Julian Bream, 1978, Wardour Chapel. A live concert.
In the first of a series of Christmas specials, Sean Rafferty visits guitarist Julian Bream at home in Wiltshire to discuss a lifetime of music making.
At 80 years old, Julian Bream CBE has left a lasting legacy on the world of classical music, he popularised the lute and Elizabethan music and worked closely with composers such as Benjamin Britten, Michael Tippett and Malcolm Arnold to increase the guitar’s repertoire.
Julian talks candidly to Sean about his experiences as a child prodigy, forced to play the piano and cello because the guitar wasn’t considered a “serious” classical instrument and recounts his first experience, as a teenager, sitting in the Wigmore Hall with a pair of binoculars watching the hands of his hero Andres Segovia. Bream describes the anguish he felt while he locked himself in a shepherd’s hut in majorca for 10 days forcing himself to master Britten’s fiendishly difficult Nocturnal and how he offered Malcolm Arnold £30 to write him a concerto – a commission which was fulfilled in a matter of days.
Now at the end of his career and playing no more than a few notes on his guitar, this extended interview is a unique insight into one of Britain’s most important musical figures of the 20th Century.
This time with The Guardian.
“There’s nothing sad about not playing any more. The thing I feel a little annoyed about is that I know I’m a better musician than I was at 70, but I can’t prove it.”
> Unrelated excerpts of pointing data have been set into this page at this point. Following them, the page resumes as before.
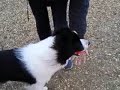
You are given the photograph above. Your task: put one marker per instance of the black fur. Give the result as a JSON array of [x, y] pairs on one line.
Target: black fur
[[67, 43], [13, 69]]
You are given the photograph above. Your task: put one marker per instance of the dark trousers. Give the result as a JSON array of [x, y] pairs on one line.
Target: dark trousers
[[78, 10]]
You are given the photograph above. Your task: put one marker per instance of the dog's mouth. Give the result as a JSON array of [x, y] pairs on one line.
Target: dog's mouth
[[78, 53]]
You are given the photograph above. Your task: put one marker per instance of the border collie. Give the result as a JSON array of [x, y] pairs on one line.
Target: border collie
[[36, 63]]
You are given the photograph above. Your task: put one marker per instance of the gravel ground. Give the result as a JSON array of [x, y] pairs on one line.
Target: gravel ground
[[102, 69]]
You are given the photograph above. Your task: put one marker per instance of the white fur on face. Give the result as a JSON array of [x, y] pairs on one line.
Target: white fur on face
[[40, 60]]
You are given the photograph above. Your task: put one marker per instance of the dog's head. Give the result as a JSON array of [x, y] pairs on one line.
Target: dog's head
[[66, 43]]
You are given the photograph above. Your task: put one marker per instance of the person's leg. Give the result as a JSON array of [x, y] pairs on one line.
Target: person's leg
[[59, 8], [77, 16], [40, 13], [59, 11]]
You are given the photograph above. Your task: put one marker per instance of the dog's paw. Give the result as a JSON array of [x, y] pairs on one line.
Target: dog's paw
[[45, 88]]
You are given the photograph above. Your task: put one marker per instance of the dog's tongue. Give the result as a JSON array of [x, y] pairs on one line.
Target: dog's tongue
[[80, 57]]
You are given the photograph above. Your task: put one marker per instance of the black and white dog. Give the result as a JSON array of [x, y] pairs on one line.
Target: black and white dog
[[36, 63]]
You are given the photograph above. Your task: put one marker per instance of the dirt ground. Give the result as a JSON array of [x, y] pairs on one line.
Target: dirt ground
[[102, 69]]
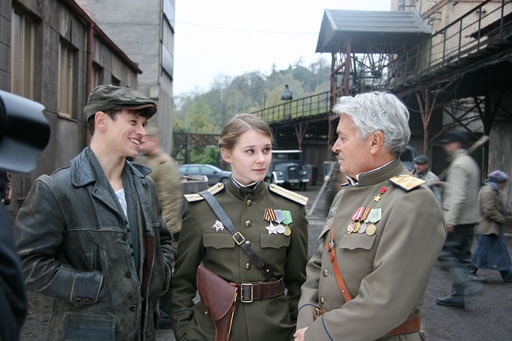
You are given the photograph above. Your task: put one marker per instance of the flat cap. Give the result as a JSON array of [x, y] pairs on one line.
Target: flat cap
[[111, 97], [455, 136], [421, 159], [498, 176]]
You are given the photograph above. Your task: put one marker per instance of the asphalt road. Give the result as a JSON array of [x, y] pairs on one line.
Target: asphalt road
[[486, 317]]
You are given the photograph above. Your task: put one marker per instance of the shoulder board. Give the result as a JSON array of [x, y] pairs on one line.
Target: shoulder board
[[299, 199], [198, 197], [406, 182]]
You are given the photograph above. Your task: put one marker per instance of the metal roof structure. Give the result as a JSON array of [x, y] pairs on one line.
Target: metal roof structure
[[369, 28]]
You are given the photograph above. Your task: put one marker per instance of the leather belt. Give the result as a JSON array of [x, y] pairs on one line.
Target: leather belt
[[250, 291], [411, 325]]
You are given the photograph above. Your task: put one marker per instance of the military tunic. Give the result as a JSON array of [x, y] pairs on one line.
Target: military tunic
[[386, 270], [202, 241]]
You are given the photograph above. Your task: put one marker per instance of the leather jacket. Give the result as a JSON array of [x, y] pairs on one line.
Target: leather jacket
[[73, 242]]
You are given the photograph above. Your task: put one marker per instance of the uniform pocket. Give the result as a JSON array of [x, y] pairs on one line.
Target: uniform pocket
[[356, 241], [218, 240], [274, 241], [77, 327]]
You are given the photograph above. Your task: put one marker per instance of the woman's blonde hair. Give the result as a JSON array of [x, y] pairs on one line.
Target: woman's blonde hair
[[239, 125]]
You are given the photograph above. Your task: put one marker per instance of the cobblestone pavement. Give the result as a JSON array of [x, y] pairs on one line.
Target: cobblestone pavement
[[487, 316]]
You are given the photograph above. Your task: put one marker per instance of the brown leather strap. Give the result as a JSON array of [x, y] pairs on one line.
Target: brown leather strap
[[250, 291], [331, 248], [411, 325]]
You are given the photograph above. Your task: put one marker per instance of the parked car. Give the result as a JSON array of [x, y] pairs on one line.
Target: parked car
[[288, 169], [213, 173], [408, 156]]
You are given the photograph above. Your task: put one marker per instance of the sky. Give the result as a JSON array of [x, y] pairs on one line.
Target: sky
[[227, 38]]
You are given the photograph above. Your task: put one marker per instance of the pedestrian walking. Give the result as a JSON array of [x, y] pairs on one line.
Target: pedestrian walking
[[382, 237], [167, 179], [491, 249], [422, 171], [251, 239], [460, 205], [91, 235]]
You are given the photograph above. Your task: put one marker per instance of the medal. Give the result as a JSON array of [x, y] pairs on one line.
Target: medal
[[374, 216], [370, 229], [217, 226], [270, 216], [381, 193], [279, 219], [287, 221]]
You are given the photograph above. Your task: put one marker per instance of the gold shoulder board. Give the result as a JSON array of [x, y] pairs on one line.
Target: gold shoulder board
[[299, 199], [406, 182], [198, 197]]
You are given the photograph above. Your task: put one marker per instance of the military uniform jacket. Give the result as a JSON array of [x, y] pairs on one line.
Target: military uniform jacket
[[267, 319], [386, 272]]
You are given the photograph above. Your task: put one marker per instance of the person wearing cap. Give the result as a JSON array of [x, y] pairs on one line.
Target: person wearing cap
[[422, 171], [167, 180], [460, 206], [491, 250], [91, 235], [382, 236]]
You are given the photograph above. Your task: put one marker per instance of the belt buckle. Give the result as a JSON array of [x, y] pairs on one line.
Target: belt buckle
[[238, 238], [242, 298]]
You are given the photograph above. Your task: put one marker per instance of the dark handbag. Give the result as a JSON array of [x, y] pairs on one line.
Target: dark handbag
[[218, 297]]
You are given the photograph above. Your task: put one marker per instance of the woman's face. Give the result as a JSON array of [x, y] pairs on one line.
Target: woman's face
[[250, 157]]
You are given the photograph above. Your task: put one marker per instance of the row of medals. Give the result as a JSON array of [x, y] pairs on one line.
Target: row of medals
[[363, 220], [278, 216]]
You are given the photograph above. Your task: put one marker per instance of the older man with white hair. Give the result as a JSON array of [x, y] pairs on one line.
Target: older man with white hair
[[382, 236]]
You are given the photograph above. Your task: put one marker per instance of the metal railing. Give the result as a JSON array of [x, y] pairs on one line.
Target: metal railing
[[298, 109]]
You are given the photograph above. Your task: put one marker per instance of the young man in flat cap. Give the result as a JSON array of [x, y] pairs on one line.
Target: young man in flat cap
[[460, 206], [92, 236]]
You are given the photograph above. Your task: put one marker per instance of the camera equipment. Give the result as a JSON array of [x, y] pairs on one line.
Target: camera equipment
[[24, 132]]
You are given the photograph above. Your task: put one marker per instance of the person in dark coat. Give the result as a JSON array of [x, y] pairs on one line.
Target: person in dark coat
[[271, 219], [92, 236], [491, 249]]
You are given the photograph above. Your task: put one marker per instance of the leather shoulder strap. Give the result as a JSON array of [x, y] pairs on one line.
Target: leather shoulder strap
[[237, 236]]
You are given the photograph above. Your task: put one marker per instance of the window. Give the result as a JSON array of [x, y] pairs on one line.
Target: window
[[23, 38], [67, 79], [97, 75]]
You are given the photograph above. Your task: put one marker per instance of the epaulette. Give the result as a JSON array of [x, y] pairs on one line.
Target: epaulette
[[299, 199], [198, 197], [406, 182]]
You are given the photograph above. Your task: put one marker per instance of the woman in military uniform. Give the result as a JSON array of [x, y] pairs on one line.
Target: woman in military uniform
[[272, 221]]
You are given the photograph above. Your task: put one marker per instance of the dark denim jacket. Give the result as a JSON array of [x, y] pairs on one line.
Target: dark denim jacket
[[74, 246]]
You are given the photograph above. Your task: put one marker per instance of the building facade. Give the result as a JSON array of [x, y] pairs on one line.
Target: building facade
[[145, 31], [54, 53]]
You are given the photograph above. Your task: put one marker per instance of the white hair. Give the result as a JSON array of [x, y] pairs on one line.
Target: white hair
[[378, 111]]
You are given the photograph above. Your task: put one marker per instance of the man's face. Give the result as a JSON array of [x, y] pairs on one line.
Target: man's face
[[421, 167], [353, 153], [149, 145], [124, 133]]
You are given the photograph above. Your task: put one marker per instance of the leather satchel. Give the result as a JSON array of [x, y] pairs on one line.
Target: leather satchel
[[218, 297]]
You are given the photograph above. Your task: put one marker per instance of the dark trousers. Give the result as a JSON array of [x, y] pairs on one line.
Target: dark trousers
[[456, 257]]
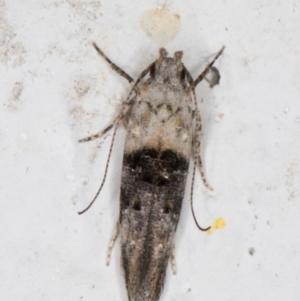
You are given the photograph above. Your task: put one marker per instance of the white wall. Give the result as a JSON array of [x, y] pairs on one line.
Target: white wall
[[55, 89]]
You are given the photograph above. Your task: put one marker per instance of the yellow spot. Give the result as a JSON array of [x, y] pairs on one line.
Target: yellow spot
[[160, 25], [217, 225]]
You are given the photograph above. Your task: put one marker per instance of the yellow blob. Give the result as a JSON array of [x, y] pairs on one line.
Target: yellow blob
[[217, 225], [160, 25]]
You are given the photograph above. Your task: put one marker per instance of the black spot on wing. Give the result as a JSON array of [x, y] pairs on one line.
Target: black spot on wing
[[154, 167]]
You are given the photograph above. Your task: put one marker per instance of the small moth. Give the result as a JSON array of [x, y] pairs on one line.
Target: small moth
[[161, 138]]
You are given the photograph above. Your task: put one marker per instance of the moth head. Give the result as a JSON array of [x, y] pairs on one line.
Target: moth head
[[167, 69]]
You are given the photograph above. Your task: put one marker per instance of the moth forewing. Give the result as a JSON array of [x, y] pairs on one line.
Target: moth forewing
[[158, 146]]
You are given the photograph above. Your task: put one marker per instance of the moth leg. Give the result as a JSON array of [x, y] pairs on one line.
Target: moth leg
[[105, 172], [172, 259], [196, 144], [112, 242], [98, 135]]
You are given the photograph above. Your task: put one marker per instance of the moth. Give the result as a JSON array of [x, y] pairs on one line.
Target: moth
[[161, 138]]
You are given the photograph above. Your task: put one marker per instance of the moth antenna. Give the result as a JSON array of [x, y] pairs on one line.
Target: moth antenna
[[105, 173], [206, 70], [192, 208]]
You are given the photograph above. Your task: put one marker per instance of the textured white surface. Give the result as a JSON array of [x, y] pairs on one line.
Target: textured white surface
[[54, 89]]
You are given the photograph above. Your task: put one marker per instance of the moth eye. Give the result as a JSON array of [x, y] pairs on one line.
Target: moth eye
[[152, 70], [152, 153], [182, 76], [136, 203], [133, 160], [147, 178], [137, 206], [162, 181], [167, 209]]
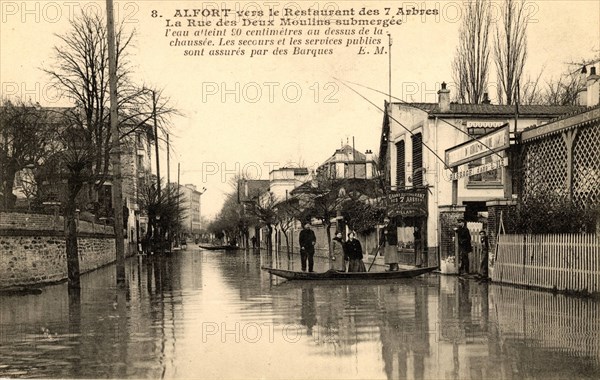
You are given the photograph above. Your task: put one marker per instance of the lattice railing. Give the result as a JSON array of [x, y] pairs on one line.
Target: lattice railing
[[586, 166], [545, 167]]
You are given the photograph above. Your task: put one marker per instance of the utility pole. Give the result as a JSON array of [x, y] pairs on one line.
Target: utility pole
[[156, 143], [390, 68], [158, 233], [168, 163], [117, 189], [178, 202]]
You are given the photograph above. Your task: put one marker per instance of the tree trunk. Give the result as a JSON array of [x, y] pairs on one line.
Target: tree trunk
[[287, 242], [269, 238], [74, 186], [8, 198], [328, 230]]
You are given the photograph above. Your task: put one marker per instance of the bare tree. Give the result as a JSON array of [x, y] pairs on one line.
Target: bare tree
[[80, 72], [510, 48], [471, 60], [26, 140]]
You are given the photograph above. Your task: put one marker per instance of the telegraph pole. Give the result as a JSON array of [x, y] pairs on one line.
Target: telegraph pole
[[156, 143], [117, 188], [390, 68]]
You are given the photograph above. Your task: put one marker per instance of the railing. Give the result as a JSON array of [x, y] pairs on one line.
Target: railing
[[567, 262]]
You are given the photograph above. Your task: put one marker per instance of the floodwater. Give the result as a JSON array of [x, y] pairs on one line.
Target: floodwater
[[206, 314]]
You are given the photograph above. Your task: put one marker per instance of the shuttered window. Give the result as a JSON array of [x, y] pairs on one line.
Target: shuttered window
[[400, 165], [417, 141]]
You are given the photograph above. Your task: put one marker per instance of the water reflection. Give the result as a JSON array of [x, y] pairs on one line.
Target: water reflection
[[217, 315]]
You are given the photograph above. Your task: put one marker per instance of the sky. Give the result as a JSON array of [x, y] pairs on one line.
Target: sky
[[251, 115]]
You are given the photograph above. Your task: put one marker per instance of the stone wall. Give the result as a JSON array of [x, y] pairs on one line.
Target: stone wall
[[32, 248]]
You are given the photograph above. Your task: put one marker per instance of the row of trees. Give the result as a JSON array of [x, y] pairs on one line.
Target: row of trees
[[349, 201], [72, 146], [505, 44]]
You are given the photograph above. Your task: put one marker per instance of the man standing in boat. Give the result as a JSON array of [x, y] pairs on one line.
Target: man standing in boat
[[389, 240], [307, 240]]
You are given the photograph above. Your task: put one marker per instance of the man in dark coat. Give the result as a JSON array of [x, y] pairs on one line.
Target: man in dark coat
[[388, 239], [464, 246], [307, 241]]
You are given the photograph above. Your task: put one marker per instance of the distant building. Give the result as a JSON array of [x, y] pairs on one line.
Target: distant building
[[192, 221], [347, 162], [283, 181]]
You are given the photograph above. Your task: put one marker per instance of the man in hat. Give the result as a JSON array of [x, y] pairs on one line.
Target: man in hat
[[464, 246], [307, 240]]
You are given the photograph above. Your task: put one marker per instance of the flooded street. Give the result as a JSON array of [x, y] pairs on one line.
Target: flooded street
[[205, 314]]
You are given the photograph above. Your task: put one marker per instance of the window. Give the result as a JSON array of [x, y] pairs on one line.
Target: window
[[417, 140], [491, 178], [400, 164]]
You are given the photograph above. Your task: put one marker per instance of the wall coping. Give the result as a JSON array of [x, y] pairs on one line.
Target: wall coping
[[501, 202], [452, 208]]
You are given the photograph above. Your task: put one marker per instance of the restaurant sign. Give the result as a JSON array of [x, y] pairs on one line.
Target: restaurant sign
[[485, 145], [497, 164], [406, 203]]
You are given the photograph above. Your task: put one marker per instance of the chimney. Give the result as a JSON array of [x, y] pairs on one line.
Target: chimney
[[444, 98], [369, 164], [593, 88], [486, 99], [583, 93]]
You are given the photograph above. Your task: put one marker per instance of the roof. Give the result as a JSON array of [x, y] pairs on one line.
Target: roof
[[349, 155], [251, 189], [493, 110]]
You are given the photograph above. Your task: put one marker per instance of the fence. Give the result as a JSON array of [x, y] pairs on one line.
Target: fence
[[569, 262]]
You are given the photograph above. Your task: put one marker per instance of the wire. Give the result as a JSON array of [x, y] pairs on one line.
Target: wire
[[382, 110], [473, 138]]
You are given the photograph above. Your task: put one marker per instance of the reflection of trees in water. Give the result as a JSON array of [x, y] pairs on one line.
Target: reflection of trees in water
[[404, 329], [547, 335], [463, 309]]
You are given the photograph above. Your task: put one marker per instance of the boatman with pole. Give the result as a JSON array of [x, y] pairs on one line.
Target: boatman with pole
[[389, 240]]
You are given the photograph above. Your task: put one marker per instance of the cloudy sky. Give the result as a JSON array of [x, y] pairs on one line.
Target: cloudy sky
[[253, 114]]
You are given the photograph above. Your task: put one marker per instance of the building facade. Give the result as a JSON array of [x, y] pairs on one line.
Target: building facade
[[414, 141]]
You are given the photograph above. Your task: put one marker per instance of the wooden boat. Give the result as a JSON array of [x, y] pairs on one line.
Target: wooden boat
[[218, 247], [336, 275]]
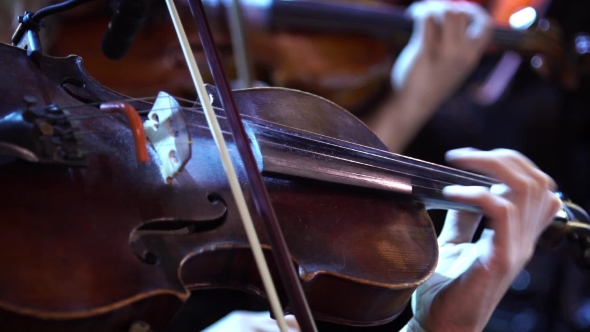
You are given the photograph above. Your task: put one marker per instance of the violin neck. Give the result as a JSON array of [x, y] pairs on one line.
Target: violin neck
[[284, 153], [374, 19]]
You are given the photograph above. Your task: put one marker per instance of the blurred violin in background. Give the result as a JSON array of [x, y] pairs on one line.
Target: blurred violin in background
[[346, 59]]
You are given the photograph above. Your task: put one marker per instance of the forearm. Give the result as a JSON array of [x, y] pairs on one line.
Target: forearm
[[413, 326], [399, 119]]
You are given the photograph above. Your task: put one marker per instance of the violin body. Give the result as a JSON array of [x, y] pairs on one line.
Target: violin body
[[99, 246]]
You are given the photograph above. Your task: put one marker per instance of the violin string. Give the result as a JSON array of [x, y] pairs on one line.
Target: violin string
[[198, 109]]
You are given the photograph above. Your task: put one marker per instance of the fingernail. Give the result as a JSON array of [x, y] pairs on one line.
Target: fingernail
[[455, 153]]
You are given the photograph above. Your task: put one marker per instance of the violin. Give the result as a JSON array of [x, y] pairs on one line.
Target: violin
[[541, 40], [119, 207]]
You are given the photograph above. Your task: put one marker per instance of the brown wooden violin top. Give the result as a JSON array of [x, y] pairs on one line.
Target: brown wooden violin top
[[82, 231]]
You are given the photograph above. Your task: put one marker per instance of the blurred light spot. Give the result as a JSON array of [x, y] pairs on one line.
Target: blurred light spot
[[536, 61], [523, 18], [583, 44]]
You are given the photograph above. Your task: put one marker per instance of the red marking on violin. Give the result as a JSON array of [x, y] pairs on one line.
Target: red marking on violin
[[135, 125]]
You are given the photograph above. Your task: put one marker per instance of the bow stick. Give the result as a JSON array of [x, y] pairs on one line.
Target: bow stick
[[259, 193]]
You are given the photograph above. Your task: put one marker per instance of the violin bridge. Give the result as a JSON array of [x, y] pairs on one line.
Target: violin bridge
[[167, 130]]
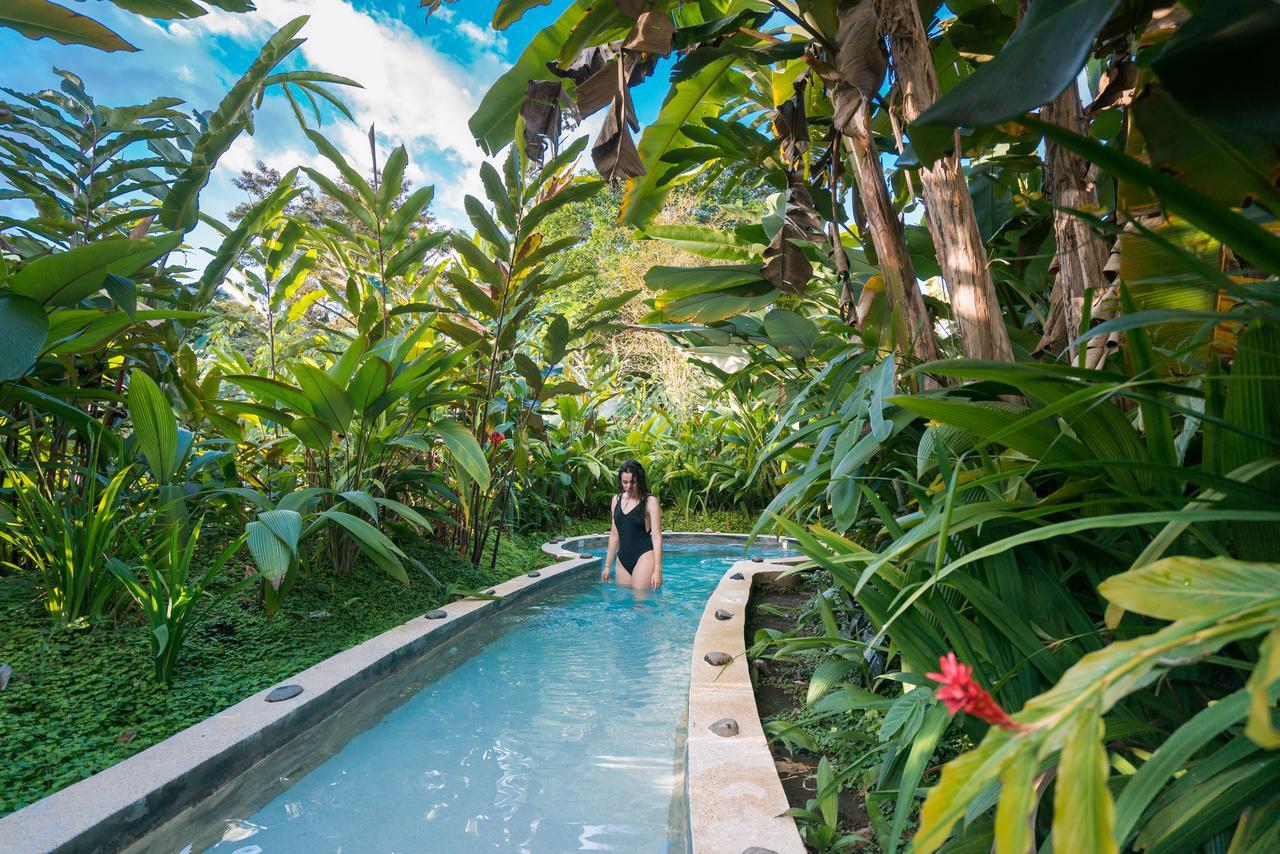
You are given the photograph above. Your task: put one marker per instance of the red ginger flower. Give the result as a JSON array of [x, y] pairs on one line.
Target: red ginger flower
[[961, 694]]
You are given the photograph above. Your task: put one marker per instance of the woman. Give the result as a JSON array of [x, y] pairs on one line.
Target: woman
[[635, 535]]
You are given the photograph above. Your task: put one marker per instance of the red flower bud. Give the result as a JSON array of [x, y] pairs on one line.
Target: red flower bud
[[961, 694]]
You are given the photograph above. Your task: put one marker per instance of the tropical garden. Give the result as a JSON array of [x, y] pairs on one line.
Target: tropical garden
[[974, 300]]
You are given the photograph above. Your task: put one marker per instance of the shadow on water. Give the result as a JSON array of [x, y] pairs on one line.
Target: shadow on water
[[556, 725]]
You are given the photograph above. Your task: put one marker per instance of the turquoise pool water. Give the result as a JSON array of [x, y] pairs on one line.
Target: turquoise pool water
[[554, 726]]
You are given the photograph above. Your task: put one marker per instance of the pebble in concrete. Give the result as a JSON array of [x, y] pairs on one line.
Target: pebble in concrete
[[725, 727], [283, 693]]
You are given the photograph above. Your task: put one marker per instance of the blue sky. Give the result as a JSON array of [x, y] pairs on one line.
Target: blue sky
[[423, 80]]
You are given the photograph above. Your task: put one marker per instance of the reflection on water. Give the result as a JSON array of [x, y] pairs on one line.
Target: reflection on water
[[552, 727]]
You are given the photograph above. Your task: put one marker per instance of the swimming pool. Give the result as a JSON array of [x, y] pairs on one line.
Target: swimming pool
[[553, 726]]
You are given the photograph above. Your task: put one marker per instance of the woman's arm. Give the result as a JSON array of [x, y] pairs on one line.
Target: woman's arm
[[613, 542], [656, 538]]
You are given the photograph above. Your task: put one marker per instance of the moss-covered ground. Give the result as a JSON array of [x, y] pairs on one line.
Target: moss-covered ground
[[82, 699]]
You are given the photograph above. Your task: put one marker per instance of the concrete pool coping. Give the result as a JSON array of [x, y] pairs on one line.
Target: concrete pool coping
[[736, 802], [120, 803]]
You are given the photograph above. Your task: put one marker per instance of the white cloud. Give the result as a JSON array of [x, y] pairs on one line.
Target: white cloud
[[481, 36], [414, 94]]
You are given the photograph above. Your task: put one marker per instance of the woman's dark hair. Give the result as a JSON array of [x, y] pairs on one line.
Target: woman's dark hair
[[636, 471]]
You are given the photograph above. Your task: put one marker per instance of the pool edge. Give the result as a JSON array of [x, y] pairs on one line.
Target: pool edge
[[123, 802], [736, 802]]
“I became much more critical in the last decade, of phrasing and tempo and general musical interpretation.”
“I devoted my life to music for a reason, and the reason wasn’t because I wanted to get on or make money, but to try to fulfil myself and also to give people pleasure. That’s been my credo.”
“The last 10 years of my life, from 70 to 80, have been the most interesting because I have only done what I wanted to do. I have cut away what I call the excess stuff in my life. I’m quite reflective – I listen to music, I read, I walk with Django.”
“I’ve had a lovely life. I’ve had a great life. Letting go, yes, but in a controlled way. Now it’s time to let go, to enjoy what’s left.”
Julian Bream turned 80 today. He was interviewed by the BBC a few days ago.
From the BBC:
Tom Mckinney meets guitarist Julian Bream on the eve of his 80th birthday to discuss his career and a defining composition by Benjamin Britten that helped to elevate him and his instrument onto the global stage.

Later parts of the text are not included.